Dedicated H-mode hydrogen experiments has been conducted at DIII-D and are compared to a similar deuterium dataset under a range of divertor conditions, revealing significant effects of the isotope mass on divertor conditions and pedestal behavior. H-mode confinement is found to be systematically lower in hydrogen and experiences a more pronounced degradation with increased fueling. Hydrogen is found to have a higher ne,sep at similar fueling rates. When comparing hydrogen and deuterium discharges under similar divertor regimes, the hydrogen cases are shown to have a higher electron density and lower electron temperature in the outer divertor. Hydrogen and deuterium density ramps demonstrate a 20% higher ion current and of a 17% higher upstream density at detachment onset in hydrogen. The trends of divertor conditions with isotope mass through detachment are studied through a 2 point model analysis and detailed 2D interpretive SOLPS-ITER modeling. Both approaches are able to reproduce key experimental trends. Highlighted in the modeling are a significant role of the ion sound speed, the momentum balance, and carbon sputtering and radiation. An analysis of the particle source in the 2D modeling confirms a higher core particle source for hydrogen, consistent with the experimental hydrogen pedestal structure. However, deuterium is shown to have a lower ionization mean free path at the target than in hydrogen at the same upstream density, contrary to expected scaling with isotope mass.
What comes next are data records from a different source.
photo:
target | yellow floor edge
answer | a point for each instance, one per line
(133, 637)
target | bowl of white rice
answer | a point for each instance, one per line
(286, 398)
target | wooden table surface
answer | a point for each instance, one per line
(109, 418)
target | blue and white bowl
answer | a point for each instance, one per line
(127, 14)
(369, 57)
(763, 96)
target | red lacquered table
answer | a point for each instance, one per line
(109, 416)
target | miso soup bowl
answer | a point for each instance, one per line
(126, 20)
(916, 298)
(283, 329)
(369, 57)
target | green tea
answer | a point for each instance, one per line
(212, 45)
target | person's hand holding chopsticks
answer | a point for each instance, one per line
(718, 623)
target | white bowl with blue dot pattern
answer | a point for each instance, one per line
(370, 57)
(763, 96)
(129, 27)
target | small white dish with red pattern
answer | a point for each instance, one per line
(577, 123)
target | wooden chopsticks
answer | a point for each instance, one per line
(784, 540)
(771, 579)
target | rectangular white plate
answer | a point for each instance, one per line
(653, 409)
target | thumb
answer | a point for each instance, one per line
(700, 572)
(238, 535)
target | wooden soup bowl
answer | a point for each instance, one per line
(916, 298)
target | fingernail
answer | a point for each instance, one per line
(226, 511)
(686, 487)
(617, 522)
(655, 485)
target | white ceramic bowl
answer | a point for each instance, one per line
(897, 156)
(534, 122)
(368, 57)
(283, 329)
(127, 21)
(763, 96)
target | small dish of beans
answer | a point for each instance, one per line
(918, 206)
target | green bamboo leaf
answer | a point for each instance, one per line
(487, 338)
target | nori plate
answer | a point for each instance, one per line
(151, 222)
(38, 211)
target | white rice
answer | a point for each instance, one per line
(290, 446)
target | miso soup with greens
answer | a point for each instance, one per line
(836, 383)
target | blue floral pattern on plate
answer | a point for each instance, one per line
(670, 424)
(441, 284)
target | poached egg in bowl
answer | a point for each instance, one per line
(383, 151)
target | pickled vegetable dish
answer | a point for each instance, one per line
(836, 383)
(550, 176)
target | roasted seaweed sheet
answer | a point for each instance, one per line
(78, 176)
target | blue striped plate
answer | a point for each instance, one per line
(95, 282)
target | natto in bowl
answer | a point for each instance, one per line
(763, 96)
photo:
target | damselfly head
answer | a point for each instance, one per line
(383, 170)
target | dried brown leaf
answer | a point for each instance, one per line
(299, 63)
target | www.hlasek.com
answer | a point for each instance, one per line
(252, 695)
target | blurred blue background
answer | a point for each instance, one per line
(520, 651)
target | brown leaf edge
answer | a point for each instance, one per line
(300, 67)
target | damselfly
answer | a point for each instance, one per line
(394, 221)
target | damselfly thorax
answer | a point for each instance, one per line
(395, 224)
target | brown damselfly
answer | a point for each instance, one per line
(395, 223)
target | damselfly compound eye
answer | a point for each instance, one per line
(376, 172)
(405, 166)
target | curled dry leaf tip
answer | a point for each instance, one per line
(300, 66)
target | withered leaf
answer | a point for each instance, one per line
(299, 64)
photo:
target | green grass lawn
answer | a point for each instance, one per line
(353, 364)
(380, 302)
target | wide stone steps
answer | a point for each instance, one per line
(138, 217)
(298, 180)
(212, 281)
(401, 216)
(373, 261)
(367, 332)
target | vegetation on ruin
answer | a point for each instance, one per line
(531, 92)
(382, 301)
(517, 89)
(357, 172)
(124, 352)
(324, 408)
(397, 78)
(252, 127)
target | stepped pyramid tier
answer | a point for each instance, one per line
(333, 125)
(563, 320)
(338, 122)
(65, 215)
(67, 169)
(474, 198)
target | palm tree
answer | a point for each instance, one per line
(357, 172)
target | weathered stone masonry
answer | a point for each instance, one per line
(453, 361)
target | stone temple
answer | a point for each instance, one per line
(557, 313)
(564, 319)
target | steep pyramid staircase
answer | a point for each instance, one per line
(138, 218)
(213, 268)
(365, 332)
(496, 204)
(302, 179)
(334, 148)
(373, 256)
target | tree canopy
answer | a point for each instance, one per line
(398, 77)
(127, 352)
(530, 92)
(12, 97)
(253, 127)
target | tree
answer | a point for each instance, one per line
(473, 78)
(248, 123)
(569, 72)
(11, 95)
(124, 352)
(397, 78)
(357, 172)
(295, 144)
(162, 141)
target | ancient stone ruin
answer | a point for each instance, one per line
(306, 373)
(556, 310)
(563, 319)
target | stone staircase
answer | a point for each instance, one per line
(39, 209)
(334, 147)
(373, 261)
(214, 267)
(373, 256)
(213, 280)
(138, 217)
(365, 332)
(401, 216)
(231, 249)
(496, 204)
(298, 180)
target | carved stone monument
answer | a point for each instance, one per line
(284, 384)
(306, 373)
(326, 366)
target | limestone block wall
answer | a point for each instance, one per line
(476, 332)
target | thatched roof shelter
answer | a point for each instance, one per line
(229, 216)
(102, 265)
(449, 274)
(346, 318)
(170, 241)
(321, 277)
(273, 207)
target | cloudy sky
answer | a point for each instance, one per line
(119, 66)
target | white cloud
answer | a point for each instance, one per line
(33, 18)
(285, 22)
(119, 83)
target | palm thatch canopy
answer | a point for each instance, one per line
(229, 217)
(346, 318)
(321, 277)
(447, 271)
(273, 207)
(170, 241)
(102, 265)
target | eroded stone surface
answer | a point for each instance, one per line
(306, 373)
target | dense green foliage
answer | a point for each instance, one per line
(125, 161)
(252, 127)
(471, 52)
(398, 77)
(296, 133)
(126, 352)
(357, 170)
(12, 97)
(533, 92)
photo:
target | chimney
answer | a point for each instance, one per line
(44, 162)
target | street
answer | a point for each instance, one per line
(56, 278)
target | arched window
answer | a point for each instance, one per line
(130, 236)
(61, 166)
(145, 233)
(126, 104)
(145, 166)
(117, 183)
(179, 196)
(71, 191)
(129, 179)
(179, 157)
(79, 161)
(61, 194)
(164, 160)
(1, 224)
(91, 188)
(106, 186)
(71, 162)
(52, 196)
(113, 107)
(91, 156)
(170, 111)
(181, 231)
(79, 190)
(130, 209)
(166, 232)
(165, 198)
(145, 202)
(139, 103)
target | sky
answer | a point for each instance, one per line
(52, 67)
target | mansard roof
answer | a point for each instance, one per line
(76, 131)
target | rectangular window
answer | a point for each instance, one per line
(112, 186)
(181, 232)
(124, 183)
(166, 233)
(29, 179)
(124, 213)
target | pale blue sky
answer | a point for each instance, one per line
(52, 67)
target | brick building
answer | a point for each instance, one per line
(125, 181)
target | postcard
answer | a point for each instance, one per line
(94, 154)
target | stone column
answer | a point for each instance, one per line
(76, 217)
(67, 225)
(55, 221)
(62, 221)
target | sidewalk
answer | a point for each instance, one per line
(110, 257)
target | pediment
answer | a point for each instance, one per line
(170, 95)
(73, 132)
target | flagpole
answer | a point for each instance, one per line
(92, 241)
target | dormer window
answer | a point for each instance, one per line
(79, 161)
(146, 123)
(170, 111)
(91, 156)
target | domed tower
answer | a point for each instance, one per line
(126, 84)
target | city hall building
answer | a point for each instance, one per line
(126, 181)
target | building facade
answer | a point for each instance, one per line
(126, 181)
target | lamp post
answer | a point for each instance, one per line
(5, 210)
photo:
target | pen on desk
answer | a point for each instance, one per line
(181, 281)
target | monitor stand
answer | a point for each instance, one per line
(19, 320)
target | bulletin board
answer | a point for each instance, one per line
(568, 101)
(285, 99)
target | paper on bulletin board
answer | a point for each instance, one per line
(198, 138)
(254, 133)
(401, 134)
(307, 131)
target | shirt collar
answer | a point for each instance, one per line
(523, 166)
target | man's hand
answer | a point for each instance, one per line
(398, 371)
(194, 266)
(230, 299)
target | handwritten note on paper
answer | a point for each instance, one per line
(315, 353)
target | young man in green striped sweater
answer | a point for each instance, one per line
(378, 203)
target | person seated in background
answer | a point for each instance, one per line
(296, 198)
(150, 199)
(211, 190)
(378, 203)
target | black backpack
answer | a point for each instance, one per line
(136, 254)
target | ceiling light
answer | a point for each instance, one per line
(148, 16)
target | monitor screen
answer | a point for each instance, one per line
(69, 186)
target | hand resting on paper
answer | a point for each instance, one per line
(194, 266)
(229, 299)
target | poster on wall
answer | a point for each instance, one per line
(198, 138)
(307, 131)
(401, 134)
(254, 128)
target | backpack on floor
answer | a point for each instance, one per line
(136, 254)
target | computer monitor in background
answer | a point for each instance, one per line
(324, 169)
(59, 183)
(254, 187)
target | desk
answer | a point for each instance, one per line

An experimental analysis of the pedestal stability and neutral fueling demonstrates that neither of these effects are sufficient to explain the pedestal differences between isotopes nor the hydrogen pedestal structure respectively. These results indicate that increasing ion mass is likely beneficial for divertor performance in future devices, reducing heat and particle fluxes as well as the ne,sep required for detachment.